Tuesday, January 5, 2010

Nancy Pelosi takes swipe at President Obama's campaign promises




Nancy Pelosi has represented California's Eighth District in the House of Representatives since 1987. The Eighth District includes most of the City of San Francisco including Golden Gate Park, Fisherman's Wharf and Chinatown. In 2002, Namcy Pelosi was elected Democratic Leader of the House of Representatives. She was the first woman in American history to lead a major political party in the US. On January 4, 2007, Pelosi was elected Speaker of the United States House of Representatives.
Source: forbestadvice.com







House Speaker Nancy Pelosi, piqued with White House pressure to accept the Senate health reform bill, threw a rare rhetorical elbow at President Barack Obama Tuesday, questioning his commitment to his 2008 campaign promises.


A leadership aide said it was no accident.


Pelosi emerged from a meeting with her leadership team and committee chairs in the Capitol to face an aggressive throng of reporters who immediately hit her with C-SPAN’s request that she permit closed-door final talks on the bill to be televised.


A reporter reminded the San Francisco Democrat that in 2008, then-candidate Obama opined that all such negotiations be open to C-SPAN cameras.


“There are a number of things he was for on the campaign trail,” quipped Pelosi, who has no intention of making the deliberations public.


People familiar with Pelosi's thinking wasted little time in explaining precisely what she meant by a “number of things” – saying it reflected weeks of simmering tension on health care between two Democratic power players who have functioned largely in lock-step during Obama’s first year in office.


Senior House Democratic leadership aides say Pelosi was pointedly referring to Obama’s ’08 pledge not to raise taxes on the middle class, which she interprets to include a tax on so-called “Cadillac” health care plans that offer lavish benefit packages to many union members.
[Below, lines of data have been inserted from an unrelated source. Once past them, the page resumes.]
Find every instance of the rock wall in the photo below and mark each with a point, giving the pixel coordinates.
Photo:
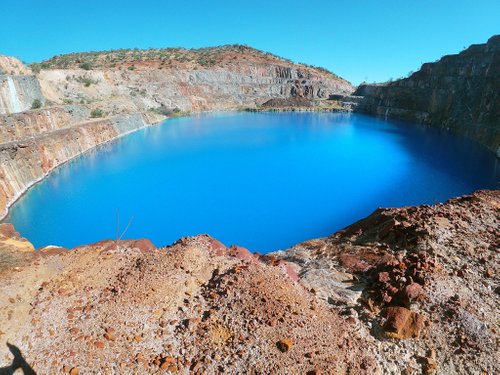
(460, 93)
(217, 88)
(31, 124)
(17, 93)
(23, 163)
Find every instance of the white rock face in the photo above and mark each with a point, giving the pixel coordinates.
(17, 93)
(15, 104)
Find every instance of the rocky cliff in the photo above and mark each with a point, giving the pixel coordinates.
(23, 163)
(460, 93)
(411, 290)
(190, 80)
(127, 90)
(18, 93)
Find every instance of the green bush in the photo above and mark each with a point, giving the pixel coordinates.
(96, 113)
(37, 103)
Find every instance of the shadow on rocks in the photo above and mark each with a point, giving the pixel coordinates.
(17, 363)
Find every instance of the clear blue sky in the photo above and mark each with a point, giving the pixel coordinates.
(357, 39)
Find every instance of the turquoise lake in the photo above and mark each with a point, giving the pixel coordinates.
(265, 181)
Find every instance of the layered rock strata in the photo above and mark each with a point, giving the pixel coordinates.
(460, 93)
(129, 94)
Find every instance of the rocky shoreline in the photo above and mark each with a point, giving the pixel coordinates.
(408, 290)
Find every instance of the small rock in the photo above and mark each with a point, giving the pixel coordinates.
(402, 323)
(284, 345)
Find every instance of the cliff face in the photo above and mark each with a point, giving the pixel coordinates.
(238, 78)
(17, 93)
(459, 92)
(23, 163)
(130, 90)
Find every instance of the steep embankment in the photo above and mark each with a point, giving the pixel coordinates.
(19, 88)
(190, 80)
(130, 89)
(459, 92)
(410, 290)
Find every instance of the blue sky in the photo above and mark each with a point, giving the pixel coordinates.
(359, 40)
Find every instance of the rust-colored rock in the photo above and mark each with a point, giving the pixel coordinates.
(402, 323)
(284, 345)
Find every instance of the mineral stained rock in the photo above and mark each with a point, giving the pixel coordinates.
(319, 307)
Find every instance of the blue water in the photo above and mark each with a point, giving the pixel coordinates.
(265, 181)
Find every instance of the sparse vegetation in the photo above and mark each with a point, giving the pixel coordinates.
(86, 81)
(105, 59)
(97, 113)
(37, 103)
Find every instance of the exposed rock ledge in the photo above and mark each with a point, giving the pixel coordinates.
(410, 290)
(51, 139)
(459, 93)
The House aides, speaking on condition of anonymity, said Pelosi has been miffed with Obama’s tilt toward the Senate plan and his expectation the House will simply go along with the Senate bill out of political necessity.


“She’s setting up for the conference,” said a leadership staffer. “It’s strategic. She’s staking out her territory.”
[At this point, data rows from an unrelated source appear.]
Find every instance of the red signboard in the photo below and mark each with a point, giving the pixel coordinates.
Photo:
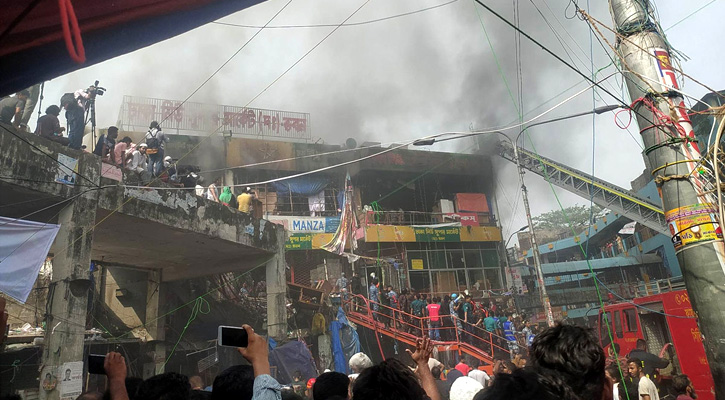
(466, 219)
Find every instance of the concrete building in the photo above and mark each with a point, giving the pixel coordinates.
(627, 262)
(131, 247)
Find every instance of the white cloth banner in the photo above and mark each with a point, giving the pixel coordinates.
(24, 246)
(628, 229)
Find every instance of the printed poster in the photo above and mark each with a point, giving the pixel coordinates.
(693, 224)
(67, 169)
(70, 380)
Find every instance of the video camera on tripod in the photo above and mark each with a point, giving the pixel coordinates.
(95, 90)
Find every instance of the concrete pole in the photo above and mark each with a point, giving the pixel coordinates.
(534, 246)
(68, 296)
(700, 253)
(155, 332)
(277, 291)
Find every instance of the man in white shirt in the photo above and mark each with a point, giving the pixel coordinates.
(647, 388)
(480, 376)
(137, 162)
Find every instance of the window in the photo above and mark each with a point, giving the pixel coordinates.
(437, 259)
(630, 315)
(618, 324)
(605, 321)
(455, 259)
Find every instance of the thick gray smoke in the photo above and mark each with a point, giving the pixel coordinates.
(392, 80)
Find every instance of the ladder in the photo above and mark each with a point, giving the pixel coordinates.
(604, 194)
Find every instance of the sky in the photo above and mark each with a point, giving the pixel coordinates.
(417, 75)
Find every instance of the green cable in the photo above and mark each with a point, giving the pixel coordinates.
(690, 15)
(589, 265)
(498, 64)
(199, 303)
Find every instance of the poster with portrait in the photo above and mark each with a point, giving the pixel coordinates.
(70, 380)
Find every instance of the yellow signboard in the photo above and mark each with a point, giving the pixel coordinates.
(450, 234)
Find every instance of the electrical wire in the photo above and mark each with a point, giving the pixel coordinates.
(47, 155)
(218, 128)
(333, 25)
(342, 164)
(225, 63)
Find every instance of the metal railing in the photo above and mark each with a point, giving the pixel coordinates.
(445, 332)
(427, 218)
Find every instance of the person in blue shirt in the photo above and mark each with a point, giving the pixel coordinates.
(374, 296)
(508, 331)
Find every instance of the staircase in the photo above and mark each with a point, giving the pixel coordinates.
(407, 328)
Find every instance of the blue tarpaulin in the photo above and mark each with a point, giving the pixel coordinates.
(290, 358)
(303, 186)
(345, 341)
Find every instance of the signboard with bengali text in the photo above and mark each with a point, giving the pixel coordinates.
(199, 118)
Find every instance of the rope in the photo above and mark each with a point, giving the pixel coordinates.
(661, 167)
(71, 32)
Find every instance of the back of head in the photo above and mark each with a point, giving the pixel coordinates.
(53, 110)
(390, 379)
(330, 384)
(196, 382)
(464, 388)
(234, 383)
(90, 396)
(199, 395)
(167, 386)
(569, 356)
(358, 362)
(680, 384)
(522, 384)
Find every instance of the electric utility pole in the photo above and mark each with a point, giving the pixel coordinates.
(672, 156)
(534, 245)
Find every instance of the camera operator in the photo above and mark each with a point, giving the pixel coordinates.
(74, 115)
(155, 139)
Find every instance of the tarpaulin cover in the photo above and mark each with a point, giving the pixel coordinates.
(24, 245)
(471, 202)
(32, 47)
(344, 340)
(291, 357)
(303, 186)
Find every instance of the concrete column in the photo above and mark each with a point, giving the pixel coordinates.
(68, 296)
(277, 291)
(155, 333)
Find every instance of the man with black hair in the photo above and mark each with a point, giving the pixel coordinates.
(570, 357)
(521, 384)
(11, 108)
(391, 379)
(330, 384)
(649, 361)
(234, 383)
(682, 385)
(156, 140)
(74, 115)
(166, 386)
(646, 388)
(49, 126)
(106, 143)
(443, 386)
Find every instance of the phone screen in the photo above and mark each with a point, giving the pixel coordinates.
(95, 364)
(232, 336)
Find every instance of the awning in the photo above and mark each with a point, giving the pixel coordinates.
(33, 48)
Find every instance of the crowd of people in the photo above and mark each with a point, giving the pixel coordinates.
(452, 317)
(565, 363)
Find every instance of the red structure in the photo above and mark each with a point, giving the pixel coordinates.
(668, 323)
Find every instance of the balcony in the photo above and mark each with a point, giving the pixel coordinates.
(419, 218)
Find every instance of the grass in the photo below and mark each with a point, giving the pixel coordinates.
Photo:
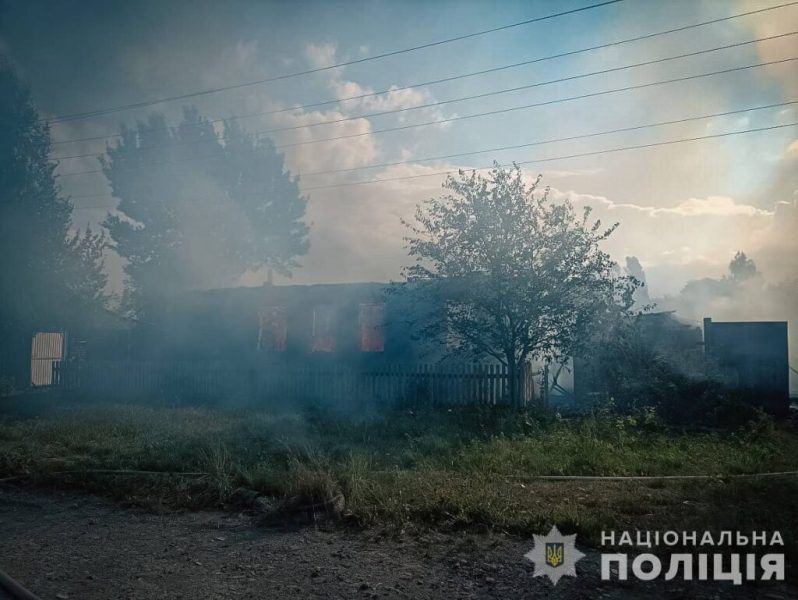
(463, 468)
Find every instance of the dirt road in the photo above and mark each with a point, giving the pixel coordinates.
(68, 546)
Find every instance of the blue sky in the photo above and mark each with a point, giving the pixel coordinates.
(683, 209)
It wasn't the first time she's done so.


Pelosi has repeatedly expressed her frustrations about the inclusion of the Cadillac tax in the Senate bill and has sparred with Obama about the issue during face-to-face meetings. Her hope now, House aides say, is to get the administration to accept a tax that starts on family plans worth $28,000 — $7,000 more than threshold favored by Obama and Senate Majority Leader Harry Reid (D-Nev.).
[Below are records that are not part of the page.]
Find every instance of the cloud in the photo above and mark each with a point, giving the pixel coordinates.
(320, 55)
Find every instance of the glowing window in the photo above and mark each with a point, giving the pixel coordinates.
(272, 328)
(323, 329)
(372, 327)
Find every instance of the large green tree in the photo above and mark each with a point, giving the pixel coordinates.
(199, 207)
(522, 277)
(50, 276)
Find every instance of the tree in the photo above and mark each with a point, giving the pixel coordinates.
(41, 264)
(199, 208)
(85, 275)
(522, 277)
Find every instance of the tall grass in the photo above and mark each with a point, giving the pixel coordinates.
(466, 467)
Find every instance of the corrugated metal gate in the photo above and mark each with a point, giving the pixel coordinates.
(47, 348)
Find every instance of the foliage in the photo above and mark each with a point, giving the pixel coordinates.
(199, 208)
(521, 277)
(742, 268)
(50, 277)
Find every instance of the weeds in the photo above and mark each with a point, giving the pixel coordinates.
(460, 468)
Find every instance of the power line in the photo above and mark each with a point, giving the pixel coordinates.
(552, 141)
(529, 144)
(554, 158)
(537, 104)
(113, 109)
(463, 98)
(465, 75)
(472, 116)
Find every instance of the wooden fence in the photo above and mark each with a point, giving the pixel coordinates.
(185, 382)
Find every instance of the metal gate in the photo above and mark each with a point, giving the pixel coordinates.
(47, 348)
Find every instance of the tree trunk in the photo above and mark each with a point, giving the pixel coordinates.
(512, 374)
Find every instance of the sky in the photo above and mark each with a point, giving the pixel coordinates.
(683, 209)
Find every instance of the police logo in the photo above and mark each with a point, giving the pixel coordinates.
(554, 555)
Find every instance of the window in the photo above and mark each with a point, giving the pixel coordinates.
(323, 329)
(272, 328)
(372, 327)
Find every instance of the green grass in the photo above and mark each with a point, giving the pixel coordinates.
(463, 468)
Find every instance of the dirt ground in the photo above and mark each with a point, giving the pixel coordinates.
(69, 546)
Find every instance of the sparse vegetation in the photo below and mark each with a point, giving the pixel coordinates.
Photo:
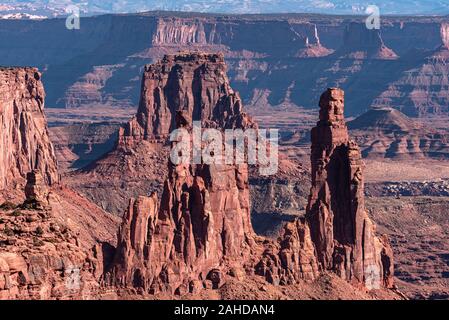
(8, 231)
(31, 204)
(39, 231)
(16, 213)
(38, 243)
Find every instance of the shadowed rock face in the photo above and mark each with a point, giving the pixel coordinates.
(24, 142)
(202, 225)
(341, 230)
(199, 234)
(360, 42)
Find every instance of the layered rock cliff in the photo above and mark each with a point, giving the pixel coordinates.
(343, 234)
(46, 241)
(423, 89)
(199, 235)
(24, 143)
(363, 43)
(195, 83)
(201, 227)
(387, 133)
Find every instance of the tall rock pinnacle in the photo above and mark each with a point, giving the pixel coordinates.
(202, 225)
(24, 144)
(444, 30)
(193, 82)
(341, 230)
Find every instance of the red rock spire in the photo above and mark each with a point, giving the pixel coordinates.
(24, 144)
(341, 230)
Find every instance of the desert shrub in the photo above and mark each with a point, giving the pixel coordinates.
(39, 231)
(8, 231)
(37, 242)
(16, 213)
(7, 205)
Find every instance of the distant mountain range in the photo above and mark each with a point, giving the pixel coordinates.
(17, 9)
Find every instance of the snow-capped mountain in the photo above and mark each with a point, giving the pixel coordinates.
(51, 8)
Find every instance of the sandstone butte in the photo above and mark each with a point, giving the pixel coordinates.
(198, 236)
(200, 232)
(49, 235)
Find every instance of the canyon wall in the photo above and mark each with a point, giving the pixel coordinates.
(199, 233)
(100, 64)
(25, 144)
(47, 232)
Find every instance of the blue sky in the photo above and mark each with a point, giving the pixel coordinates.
(437, 7)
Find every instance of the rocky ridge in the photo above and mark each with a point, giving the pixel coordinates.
(25, 143)
(199, 235)
(52, 240)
The White House has shown a clear preference for the Senate product in the months-long, bifurcated health care debate. And Reid holds the two best trump cards in the form of Sens. Ben Nelson and Joe Lieberman, two wavering moderates who have already threatened to vote against a final compromise if it deviates significantly from legislation the Senate passed late last year.


That means the speaker needs to play her cards wisely – even if it means directing some well-timed fire at the president.

All year, liberal Democrats have been clamoring for Obama to get more involved in the health care negotiations, hoping he would weigh in to push their top priority - the public option. The president is now promising to take a much more active role in these final negotiations - his staff will convene a meeting with House and Senate aides as early as Wednesday to start laying the groundwork for the talks. But that might not be a good thing for the speaker or her liberal colleagues because of the White House preference for the Senate bill.


During a White House meeting Tuesday, Obama told the speaker and other congressional leaders that he would like to see them approve a final bill by his State of the Union address, set for late January or early February. Earlier in the day, House Democrats weren't convinced they could meet that deadline - and seemed ambivalent about whether they even wanted to try.